Spokesman Adam Shores said Allstate provided the Florida Office of Insurance Regulation with the so-called McKinsey Report, which is said to detail how the company saves money by paying less on auto insurance claims.

OIR spokesman Ed Domansky could not confirm late Wednesday that the agency had received the report, which encompasses thousands of pages of material.

The insurance company has been in a weeklong standoff with OIR over investigative subpoenas.

OIR was back in court Wednesday, filing a 12-page response to Friday’s court order that lifted Allstate’s suspension from selling new policies.

The state cranked up the rhetoric in its fight to obtain the documents from Allstate, Florida’s second-largest private homeowners and auto insurer.

"It is an ongoing crime, an ongoing violation of Florida law and harmful to Florida consumers," OIR general counsel Steven Parton wrote in the court filing.

The regulators suspended the insurer last Thursday from writing new policies because it had failed to comply with investigative subpoenas.

Allstate challenged the action, and the 1st District Court of Appeal in Tallahassee stayed what turned out to be a 24-hour suspension.

Regulators now want the court to issue an order lifting that stay so the suspension can resume.

Handing over the McKinsey Report, which Allstate claims is a trade secret, shows the insurer is complying with the subpoenas, Shores said.

"It demonstrates that we are working with them to satisfy their requests," he said.

But Insurance Commissioner Kevin McCarty says Allstate continues to maneuver to avoid turning over other key papers he wants in his inquiry into how the company sets rates on policyholders.

"Florida consumers deserve to know what is in the documents that Allstate is so aggressively guarding, and my office is determined to get them," McCarty said.

OIR contends that Allstate has falsely marked as "trade secret" many of the requested documents.

The insurer has said it has turned over nearly 40,000 documents to the agency and that it would continue to provide other information.

But OIR argued in Wednesday’s filing that the company only promises to release "certain" documents, a stance regulators say violates the law.

Last week, McCarty abruptly canceled two days of hearings he had scheduled on Allstate’s reinsurance program and its ties with risk modeling companies, rating organizations and trade associations.

He said the hearings could not proceed without all the subpoenaed documents and Allstate witnesses prepared to answer questions.

OIR has been taking a harder line since insurance reform legislation was passed last year.

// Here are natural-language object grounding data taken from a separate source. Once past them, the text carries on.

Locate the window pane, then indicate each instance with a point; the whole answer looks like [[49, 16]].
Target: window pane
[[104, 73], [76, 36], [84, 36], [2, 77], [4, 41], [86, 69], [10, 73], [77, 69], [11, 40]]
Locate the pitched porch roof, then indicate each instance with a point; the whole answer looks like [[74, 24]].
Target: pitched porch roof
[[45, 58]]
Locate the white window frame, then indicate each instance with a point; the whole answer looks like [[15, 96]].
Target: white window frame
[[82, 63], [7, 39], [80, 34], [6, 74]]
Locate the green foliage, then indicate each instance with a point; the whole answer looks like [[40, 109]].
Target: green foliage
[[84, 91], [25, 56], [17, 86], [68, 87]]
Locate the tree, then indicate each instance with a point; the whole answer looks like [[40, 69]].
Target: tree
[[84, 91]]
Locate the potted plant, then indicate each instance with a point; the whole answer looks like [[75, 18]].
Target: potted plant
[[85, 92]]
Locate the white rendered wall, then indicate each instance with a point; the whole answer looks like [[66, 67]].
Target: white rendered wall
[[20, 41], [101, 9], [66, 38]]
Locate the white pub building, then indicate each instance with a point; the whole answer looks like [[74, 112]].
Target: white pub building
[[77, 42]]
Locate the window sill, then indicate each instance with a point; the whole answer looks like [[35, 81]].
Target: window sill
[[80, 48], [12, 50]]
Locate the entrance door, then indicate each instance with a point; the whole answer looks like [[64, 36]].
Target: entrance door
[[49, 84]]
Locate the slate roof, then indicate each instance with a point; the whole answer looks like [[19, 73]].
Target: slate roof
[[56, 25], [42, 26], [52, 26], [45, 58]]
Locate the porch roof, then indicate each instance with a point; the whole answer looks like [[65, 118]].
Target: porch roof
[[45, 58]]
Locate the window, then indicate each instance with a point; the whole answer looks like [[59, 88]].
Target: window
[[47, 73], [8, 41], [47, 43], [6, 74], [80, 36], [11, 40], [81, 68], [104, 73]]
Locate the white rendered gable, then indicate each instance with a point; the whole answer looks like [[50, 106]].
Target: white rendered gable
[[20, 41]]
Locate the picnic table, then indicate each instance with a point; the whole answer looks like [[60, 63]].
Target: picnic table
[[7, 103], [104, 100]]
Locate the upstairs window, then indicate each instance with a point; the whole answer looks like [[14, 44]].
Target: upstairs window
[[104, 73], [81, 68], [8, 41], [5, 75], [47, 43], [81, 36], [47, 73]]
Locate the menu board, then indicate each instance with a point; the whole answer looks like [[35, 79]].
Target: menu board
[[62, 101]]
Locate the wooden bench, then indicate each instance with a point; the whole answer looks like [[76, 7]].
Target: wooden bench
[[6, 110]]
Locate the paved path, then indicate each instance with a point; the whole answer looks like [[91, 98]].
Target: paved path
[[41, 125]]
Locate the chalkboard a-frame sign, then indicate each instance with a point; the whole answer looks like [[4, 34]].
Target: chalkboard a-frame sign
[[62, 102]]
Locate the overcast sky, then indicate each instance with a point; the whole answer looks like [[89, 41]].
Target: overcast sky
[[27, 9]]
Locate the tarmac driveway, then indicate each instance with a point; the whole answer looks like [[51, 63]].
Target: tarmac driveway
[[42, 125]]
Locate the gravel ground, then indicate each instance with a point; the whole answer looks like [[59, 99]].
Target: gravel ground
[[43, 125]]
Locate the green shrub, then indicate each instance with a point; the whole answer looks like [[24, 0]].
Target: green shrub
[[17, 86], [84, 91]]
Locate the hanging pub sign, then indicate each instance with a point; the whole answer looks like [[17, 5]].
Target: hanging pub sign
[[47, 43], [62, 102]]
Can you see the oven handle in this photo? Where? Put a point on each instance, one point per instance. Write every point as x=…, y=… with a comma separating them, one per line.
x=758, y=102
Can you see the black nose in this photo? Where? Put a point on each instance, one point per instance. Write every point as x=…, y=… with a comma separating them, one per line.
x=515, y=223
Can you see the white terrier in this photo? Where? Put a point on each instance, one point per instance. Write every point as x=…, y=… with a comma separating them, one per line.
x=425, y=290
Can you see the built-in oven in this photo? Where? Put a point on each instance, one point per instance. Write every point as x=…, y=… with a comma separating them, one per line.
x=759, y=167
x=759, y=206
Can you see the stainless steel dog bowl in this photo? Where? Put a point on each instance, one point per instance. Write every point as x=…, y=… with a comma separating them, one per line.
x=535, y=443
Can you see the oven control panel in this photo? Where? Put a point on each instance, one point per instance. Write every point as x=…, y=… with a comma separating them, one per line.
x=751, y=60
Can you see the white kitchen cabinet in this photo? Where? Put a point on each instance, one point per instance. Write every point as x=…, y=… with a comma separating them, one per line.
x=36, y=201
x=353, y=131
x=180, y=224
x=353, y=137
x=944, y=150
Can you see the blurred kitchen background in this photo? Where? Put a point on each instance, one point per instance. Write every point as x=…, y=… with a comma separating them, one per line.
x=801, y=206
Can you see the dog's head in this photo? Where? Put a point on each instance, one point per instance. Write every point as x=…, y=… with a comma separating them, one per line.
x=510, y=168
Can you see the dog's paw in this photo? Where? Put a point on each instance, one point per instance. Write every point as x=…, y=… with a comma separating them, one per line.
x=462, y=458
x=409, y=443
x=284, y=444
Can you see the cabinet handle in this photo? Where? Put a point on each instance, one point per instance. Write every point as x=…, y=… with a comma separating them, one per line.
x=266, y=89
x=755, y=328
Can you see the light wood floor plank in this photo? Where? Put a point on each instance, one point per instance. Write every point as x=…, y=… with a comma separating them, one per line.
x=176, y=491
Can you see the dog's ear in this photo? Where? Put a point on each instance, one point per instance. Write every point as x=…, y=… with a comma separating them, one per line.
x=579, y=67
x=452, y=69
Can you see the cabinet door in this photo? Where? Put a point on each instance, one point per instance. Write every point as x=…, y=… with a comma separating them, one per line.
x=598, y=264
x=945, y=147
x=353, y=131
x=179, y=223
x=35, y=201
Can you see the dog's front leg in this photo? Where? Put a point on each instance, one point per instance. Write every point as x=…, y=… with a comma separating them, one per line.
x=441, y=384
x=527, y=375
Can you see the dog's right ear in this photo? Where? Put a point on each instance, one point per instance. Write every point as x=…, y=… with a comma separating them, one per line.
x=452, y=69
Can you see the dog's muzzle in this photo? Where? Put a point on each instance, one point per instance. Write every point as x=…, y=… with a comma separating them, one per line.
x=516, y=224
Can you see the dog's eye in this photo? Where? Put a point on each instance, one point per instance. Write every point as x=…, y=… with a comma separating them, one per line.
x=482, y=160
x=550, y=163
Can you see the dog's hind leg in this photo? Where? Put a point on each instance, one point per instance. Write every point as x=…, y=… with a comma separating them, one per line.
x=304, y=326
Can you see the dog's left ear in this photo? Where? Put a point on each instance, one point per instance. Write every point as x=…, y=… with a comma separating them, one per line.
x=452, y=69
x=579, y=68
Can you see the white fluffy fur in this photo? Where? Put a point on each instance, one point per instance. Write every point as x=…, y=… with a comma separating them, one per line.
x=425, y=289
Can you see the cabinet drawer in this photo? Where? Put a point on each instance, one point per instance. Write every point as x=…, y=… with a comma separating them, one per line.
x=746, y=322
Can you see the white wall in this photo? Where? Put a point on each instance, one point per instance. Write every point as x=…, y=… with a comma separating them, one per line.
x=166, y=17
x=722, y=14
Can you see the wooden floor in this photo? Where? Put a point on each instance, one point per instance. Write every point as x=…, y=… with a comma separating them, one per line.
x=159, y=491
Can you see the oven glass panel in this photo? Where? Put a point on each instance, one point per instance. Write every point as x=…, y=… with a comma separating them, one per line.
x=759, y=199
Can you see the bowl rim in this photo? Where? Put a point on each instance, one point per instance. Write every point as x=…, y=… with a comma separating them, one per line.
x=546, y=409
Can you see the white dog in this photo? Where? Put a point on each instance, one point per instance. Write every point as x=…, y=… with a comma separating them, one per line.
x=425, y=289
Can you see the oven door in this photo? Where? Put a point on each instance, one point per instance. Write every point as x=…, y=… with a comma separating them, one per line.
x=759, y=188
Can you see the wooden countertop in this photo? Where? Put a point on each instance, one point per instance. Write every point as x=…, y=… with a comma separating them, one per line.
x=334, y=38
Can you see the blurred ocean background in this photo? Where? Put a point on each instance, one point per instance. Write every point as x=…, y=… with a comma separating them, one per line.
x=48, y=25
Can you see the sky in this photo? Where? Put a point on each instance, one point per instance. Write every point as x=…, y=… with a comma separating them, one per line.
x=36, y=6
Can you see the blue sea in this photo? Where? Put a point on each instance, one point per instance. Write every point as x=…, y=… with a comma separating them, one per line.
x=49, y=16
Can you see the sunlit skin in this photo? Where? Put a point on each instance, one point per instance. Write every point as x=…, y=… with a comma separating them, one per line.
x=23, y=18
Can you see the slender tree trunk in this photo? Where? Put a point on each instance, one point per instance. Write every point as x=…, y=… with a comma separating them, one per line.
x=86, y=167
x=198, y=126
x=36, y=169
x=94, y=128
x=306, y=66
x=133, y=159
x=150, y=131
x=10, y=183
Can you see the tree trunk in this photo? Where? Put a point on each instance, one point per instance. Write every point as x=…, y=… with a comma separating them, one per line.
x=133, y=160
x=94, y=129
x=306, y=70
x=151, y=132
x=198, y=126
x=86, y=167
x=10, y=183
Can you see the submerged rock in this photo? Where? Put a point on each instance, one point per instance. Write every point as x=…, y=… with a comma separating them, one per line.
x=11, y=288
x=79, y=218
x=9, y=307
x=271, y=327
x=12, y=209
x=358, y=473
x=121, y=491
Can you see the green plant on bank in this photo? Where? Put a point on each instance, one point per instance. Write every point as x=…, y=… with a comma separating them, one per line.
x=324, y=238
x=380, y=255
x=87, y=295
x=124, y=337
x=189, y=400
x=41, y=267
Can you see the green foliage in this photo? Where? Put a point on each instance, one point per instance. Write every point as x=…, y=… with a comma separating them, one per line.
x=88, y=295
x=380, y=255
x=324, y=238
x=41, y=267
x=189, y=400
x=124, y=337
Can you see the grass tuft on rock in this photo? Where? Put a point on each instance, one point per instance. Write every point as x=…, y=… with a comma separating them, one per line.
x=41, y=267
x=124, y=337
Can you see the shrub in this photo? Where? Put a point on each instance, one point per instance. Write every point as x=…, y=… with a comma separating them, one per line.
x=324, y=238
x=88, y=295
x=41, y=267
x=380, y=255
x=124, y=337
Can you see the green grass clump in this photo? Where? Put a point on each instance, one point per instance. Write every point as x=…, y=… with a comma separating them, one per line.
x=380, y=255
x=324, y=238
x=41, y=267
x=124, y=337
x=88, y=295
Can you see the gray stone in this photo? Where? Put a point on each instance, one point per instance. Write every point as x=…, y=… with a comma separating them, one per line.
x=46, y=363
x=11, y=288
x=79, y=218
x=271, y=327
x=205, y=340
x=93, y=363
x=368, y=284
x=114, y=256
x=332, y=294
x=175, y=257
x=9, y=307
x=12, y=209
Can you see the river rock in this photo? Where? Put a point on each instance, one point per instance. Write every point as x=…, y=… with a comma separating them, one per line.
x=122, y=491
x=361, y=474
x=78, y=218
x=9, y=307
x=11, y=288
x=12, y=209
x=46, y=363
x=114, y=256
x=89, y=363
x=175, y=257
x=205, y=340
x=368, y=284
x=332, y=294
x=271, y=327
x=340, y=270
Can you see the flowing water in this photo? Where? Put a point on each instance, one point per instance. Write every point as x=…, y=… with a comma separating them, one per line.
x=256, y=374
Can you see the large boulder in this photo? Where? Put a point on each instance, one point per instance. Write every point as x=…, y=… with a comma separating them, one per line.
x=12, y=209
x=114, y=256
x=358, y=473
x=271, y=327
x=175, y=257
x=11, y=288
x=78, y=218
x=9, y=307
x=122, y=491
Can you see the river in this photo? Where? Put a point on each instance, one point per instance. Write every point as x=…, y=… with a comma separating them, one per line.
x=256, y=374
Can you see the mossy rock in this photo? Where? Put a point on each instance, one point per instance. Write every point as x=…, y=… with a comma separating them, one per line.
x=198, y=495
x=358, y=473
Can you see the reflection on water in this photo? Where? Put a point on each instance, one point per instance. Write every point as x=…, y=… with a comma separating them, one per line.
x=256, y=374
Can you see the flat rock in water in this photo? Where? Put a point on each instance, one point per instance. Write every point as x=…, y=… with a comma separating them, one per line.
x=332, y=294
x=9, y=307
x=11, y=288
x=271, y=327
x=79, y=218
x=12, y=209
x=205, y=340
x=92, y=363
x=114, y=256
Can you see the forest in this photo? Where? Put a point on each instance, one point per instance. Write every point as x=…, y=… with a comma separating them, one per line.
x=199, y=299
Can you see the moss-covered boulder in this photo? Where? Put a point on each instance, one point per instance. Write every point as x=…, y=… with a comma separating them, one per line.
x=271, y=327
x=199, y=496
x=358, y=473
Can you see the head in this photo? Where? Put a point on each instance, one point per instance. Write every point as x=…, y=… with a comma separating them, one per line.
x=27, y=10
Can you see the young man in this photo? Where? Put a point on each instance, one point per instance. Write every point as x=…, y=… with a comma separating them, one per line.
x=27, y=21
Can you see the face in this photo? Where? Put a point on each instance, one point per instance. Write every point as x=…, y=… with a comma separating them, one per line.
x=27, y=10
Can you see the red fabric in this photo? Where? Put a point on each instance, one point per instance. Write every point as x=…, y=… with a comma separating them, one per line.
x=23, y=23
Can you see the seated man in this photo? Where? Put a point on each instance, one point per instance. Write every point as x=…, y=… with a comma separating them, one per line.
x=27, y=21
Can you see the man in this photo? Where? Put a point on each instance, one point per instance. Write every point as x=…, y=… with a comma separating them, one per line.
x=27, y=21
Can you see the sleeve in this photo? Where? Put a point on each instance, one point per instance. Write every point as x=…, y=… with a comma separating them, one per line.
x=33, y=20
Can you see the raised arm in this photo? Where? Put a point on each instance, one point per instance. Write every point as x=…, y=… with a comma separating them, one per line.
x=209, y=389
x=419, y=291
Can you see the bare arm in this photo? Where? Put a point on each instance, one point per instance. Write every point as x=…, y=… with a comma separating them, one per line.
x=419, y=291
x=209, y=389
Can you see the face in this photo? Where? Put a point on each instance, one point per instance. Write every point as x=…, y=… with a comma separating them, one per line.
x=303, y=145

That law was designed to lower homeowners insurance premiums by what was touted as an average 24 percent, but many property owners have seen much less relief.

Allstate lowered its rates by 14.2 percent but then came back for a 42 percent rate hike, triggering OIR’s investigation into the company’s rate-making program.

Allstate has about 13,400 homeowner customers in Sarasota, Manatee and Charlotte counties.